Commands That Support the Thread Analyzer

The following commands are in support of the Thread Analyzer. See the Sun Studio 12: Thread Analyzer User’s Guide for more information about the data captured and shown.

races

Writes a list of all dataraces in the experiments. Data-race reports are available only from experiments with data-race-detection data.

rdetail race_id

Writes the detailed information for the given race_id. If the race_id is set to all, detailed information for all dataraces is shown. Data-race reports are available only from experiments with data-race-detection data.

deadlocks

Writes a list of all detected real and potential deadlocks in the experiments. Deadlock reports are available only from experiments with deadlock-detection data.

ddetail deadlock_id

Writes the detailed information for the given deadlock_id. If the deadlock_id is set to all, detailed information for all deadlocks is shown. Deadlock reports are available only from experiments with deadlock-detection data.

Commands That List Experiments, Samples, Threads, and LWPs

This section describes the commands that list experiments, samples, threads, and LWPs.

experiment_list

Display the full list of experiments loaded with their ID number. Each experiment is listed with an index, which is used when selecting samples, threads, or LWPs, and a PID, which can be used for advanced filtering.

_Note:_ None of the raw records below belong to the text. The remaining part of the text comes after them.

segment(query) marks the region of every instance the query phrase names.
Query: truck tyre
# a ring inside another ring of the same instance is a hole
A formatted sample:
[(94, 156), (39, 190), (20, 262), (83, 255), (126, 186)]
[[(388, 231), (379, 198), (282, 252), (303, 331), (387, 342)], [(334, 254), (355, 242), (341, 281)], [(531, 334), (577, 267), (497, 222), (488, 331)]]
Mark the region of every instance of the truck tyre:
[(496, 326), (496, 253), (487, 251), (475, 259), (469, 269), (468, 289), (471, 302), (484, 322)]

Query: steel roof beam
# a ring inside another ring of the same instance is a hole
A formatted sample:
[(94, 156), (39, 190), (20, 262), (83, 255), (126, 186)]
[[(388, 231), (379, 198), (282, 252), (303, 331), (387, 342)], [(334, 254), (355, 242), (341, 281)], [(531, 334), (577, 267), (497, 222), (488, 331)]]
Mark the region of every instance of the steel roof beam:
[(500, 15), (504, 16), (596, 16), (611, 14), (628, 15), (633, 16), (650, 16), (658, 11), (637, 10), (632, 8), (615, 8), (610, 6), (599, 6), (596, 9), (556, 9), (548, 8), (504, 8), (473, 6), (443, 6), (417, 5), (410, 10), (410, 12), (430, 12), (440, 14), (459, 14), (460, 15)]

The following example shows an experiment list.


(er_print) experiment_list
ID Experiment
== ==========
1 test.1.er
2 test.6.er

sample_list

Display the list of samples currently selected for analysis.

The following example shows a sample list.


(er_print) sample_list
Exp Sel     Total
=== ======= =====
  1 1-6        31
  2 7-10,15    31

lwp_list

Display the list of LWPs currently selected for analysis.

thread_list

Display the list of threads currently selected for analysis.

cpu_list

Display the list of CPUs currently selected for analysis.

Commands That Control Filtering of Experiment Data

You can specify filtering of experiment data in two ways:

Specifying a Filter Expression

You can specify a filter expression with the filters command.

filters filter_exp

filter_exp is an expression that evaluates as true for any data record that should be included, and false for records that should not be included. The grammar of the expression is described in Expression Grammar.

Selecting Samples, Threads, LWPs, and CPUs for Filtering

Selection Lists

The syntax of a selection is shown in the following example. This syntax is used in the command descriptions.


[experiment-list:]selection-list[+[
experiment-list:]selection-list … ]

Each selection list can be preceded by an experiment list, separated from it by a colon and no spaces. You can make multiple selections by joining selection lists with a + sign.

The experiment list and the selection list have the same syntax, which is either the keyword all or a list of numbers or ranges of numbers (n-m) separated by commas but no spaces, as shown in this example.


2,4,9-11,23-32,38,40

The experiment numbers can be determined by using the exp_list command.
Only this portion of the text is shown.